Sua madre era rimasta incinta da una relazione avuta all’infuori del matrimonio e si sentiva sotto pressione per avere un aborto. Andò in un ospedale di Hartford, nel Connecticut, per procurarsi un aborto. Mentre indossava l’abito ospedaliero ,era in un corridoio in attessa che fosse il suo turno, una bidella – “un’anziana donna afro-americana” – si avvicinò a lei e le chiese se voleva avere il suo bambino. La madre di Martin, rispose, “Sì”, e la donna disse: “Dio ti darà la forza per avere questo bambino.”

In un istante, la donna era sparita, e fu la volta della madre di Martin per vedere il medico abortista.
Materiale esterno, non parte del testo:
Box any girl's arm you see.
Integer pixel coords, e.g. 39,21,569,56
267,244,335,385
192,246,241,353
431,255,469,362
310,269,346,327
Lei gli disse che aveva cambiato idea, e ne seguì una forte discussione. “Mia madre pensava che il medico avesse paura che altre donne la seguissero e di perdere così il suo business.”, spiega Martin.

La madre di Martin lasciò l’ospedale ormai 31 anni fa. I suoi genitori si sposarono ma divorziarono quando lei aveva 2 anni. Ha parlato con suo padre riguardo all suo quasi aborto , ma lui ha detto che non ricorda. “Penso che lo ricordasse”, ha detto Martin, “ma si sentiva a disagio a parlarne.”

Sua madre non ha mai più visto la signora che le aveva aiutata a salvare il suo bambino. Lei crede che fosse un angelo mandato da Dio in forma umana.

Dopo aver ascoltato il racconto del suo salvataggio, Martin sapeva che aveva una missione: “Ha cambiato il mio cuore. Ero stata salvata da Dio. Lui mi ha salvata, mi sentivo amata da Lui. Ho cominciato a capire come Lui voleva che io vivessi e che voleva che io aiutasse altri bambini a vivere. ”

Il suo lavoro a favore della vita è quello di dare alle donne “l’opzione che una volta la madre ebbe”, Ha continuato, “dico questo alle donne, ‘so che hai bisogno di aiuto e che ti senti sola. Dio ti può aiutare.”